Visible-light-responsive carbon-embedded photocatalyst coupled with plug-flow reactor for decomposition of vaporous aromatics

Abstract

A plug-flow reactor coated with carbon-doped TiO 2 (C-TiO 2 ) powder was investigated for the control of vaporous aromatics (benzene, toluene, ethylbenzene, and o -xylene (BTEX)) under a range of experimental conditions. The characteristics of the as-prepared C-TiO 2 and a reference Degussa P25 TiO 2 powder were examined using X-ray diffraction, scanning electron microscopy, diffuse-reflectance ultraviolet-visible-near infrared spectroscopy, and Fourier transform infrared spectroscopy. The experimental conditions for the photocatalytic performance of the as-prepared C-TiO 2 photocatalyst were controlled using three operational parameters, relative humidity, flow rate, and input concentration. Unlike other target compounds, very little benzene was removed by the C-TiO 2 photocatalyst under visible-light irradiation. In contrast, the C-TiO 2 exhibited higher removal efficiencies for the other three target compounds (toluene, ethylbenzene, and xylene) compared with those achieved using unmodified TiO 2 under visible-light irradiation. The highest removal efficiency was obtained at a relative humidity value of 45%. Specifically, the toluene removal efficiency determined at a relative humidity of 45% was 78%, whereas it was close to 0%, 7.2%, and 5.5% for relative humidity values of 20%, 70%, and 95%, respectively.
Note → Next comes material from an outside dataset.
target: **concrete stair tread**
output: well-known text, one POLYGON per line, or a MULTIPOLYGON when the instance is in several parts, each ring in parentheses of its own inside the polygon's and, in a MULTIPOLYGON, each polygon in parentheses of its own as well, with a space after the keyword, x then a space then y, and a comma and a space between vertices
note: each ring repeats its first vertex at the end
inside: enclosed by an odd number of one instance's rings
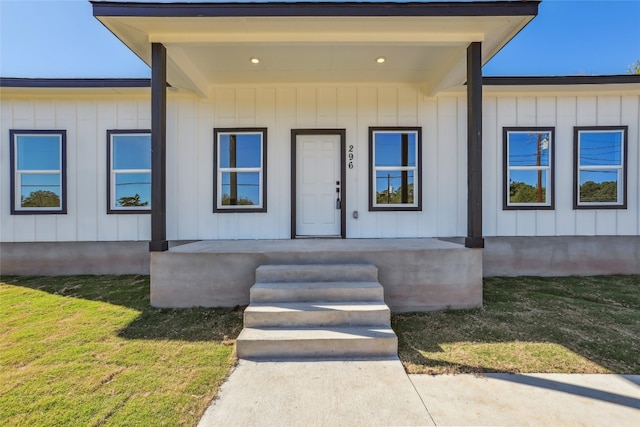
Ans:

In addition, the removal efficiencies for the three target compounds decreased as the flow rate or input concentration increased. These findings indicate that the as-prepared C-TiO 2 photocatalyst could be used for the removal of toxic vaporous aromatics under optimized operating conditions. A plug-flow reactor coated with carbon-doped TiO 2 (C-TiO 2 ) powder was investigated for the control of vaporous aromatics (benzene, toluene, ethylbenzene, and o -xylene) under a range of experimental conditions.